Matt Ryan going full Romo. Everyone knows you can't go full ROMO! #Falcons

— Peter Burns (@PeterBurnsRadio) January 20, 2013

Or ones like this (via Faux John Madden):

It took awhile but Matt Ryan is back in playoff mode

— Faux John Madden (@FauxJohnMadden) January 20, 2013

Newsflash: Matt Ryan made one mistake in this game. One.

Everyone was quick to crucify the quarterback when he threw what appeared to be an ugly interception in the third quarter, but it's hard to blame Ryan for the normally reliable Roddy White slipping after he had thrown the ball (via CBS Sports' Will Brinson):

Just rewound it: White fell down otherwise probably would've been a catch. Throw was out before he fell.

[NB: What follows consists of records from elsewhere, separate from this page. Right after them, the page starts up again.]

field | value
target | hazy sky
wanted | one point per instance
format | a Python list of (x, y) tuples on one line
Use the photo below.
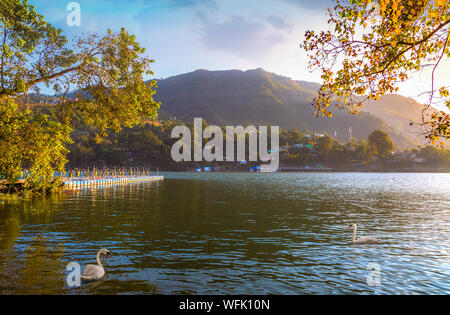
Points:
[(186, 35)]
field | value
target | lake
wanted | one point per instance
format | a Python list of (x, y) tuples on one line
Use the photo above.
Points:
[(236, 233)]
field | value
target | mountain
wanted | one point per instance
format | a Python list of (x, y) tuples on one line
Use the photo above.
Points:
[(257, 97)]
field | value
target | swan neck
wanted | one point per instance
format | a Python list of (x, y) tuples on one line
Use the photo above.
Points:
[(98, 259)]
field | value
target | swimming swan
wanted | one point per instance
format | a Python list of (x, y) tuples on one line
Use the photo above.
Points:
[(361, 240), (95, 272)]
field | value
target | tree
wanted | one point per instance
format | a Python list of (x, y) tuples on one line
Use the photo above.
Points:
[(106, 72), (372, 45), (324, 145), (380, 143)]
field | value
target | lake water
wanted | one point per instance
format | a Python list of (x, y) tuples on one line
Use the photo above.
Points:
[(236, 233)]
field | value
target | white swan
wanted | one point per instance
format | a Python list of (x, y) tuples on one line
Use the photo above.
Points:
[(95, 272), (361, 240)]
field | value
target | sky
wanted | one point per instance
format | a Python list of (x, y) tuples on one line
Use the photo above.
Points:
[(186, 35)]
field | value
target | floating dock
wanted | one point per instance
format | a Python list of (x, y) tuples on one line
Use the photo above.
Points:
[(79, 183)]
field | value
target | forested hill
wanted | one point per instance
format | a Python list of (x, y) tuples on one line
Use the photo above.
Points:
[(258, 97)]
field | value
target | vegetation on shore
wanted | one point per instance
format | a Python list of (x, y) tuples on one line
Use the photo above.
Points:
[(107, 71)]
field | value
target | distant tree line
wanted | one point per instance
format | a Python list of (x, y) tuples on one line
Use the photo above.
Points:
[(149, 145)]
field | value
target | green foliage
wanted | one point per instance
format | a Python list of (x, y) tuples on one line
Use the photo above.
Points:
[(324, 145), (33, 141), (372, 46)]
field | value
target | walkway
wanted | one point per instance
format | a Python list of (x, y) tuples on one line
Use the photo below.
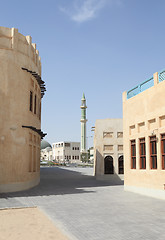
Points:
[(87, 209)]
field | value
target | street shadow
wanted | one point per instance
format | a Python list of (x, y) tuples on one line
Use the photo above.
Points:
[(61, 181)]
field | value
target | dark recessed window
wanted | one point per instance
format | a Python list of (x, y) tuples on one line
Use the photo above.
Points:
[(35, 102), (133, 154), (121, 165), (142, 153), (31, 101), (163, 150), (153, 153)]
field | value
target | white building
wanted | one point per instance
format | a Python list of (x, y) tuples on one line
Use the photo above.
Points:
[(68, 152), (46, 151)]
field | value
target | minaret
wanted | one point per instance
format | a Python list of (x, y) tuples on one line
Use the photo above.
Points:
[(83, 128)]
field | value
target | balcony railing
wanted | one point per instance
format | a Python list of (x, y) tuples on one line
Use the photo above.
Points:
[(141, 87)]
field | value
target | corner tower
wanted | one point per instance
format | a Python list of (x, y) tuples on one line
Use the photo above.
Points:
[(83, 128)]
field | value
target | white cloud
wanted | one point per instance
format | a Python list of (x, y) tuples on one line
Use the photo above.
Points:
[(84, 10)]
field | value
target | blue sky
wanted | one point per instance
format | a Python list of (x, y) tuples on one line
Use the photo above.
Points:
[(99, 47)]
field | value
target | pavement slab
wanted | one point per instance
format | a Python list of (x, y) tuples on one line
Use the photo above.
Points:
[(88, 209)]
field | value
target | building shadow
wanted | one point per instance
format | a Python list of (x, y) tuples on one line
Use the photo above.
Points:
[(61, 181)]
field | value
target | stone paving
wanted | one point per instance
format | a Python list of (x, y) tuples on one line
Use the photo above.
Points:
[(89, 209)]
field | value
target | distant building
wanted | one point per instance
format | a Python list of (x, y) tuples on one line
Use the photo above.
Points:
[(144, 137), (66, 152), (108, 150), (21, 90), (46, 151)]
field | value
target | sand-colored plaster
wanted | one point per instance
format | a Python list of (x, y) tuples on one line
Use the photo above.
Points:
[(27, 223)]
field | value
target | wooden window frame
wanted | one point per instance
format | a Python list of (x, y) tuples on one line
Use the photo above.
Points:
[(133, 157), (35, 104), (153, 155), (31, 101), (162, 151), (142, 152)]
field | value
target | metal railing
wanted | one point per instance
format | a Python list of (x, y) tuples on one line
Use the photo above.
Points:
[(161, 75), (141, 87)]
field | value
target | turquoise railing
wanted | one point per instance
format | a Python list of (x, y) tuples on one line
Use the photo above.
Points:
[(141, 87), (161, 75)]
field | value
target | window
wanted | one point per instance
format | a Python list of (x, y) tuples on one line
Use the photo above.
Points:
[(163, 150), (133, 154), (108, 147), (142, 153), (67, 144), (107, 134), (153, 153), (120, 147), (35, 104), (108, 165), (40, 111), (31, 101), (121, 165), (120, 134)]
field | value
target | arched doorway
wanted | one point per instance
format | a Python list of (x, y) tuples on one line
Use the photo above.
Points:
[(121, 165), (108, 165)]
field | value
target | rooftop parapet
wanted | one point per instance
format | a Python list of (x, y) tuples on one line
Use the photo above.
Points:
[(150, 82), (11, 39)]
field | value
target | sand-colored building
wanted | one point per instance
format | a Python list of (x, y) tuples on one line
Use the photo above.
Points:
[(21, 90), (108, 150), (46, 151), (144, 137)]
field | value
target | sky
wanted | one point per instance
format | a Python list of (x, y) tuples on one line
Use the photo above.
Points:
[(99, 47)]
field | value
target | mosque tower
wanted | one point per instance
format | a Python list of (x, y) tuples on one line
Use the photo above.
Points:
[(83, 128)]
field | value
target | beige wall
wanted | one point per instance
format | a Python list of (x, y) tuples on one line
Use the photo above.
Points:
[(144, 116), (19, 147), (106, 144)]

— Will Brinson (@willbrinson) January 20, 2013

Plain and simple, it was a freak play. 

The next drive saw Ryan's one mistake. Working out of the shotgun at San Francisco's 37-yard line, he took his eyes off the ball and fumbled the snap, allowing the Niners to take over with good field position. 

There's no justifying his error on that play, but it's also not something that should take away from the rest of the star quarterback's performance. 

He completed over 70 percent of his throws for 396 yards, three touchdowns and those two turnovers. 

He threw with precision. He was hitting long outs and quick slants with the same top-notch accuracy. He hung in under pressure and made all the throws he had to make, leading a crucial drive late in the second quarter, capped with a Gonzalez touchdown after the Niners had seemingly taken control of the momentum.'s Rich Eisen summed his play up perfectly:

The Mattural was masterful on that drive. Superb. Huge answer right before the half.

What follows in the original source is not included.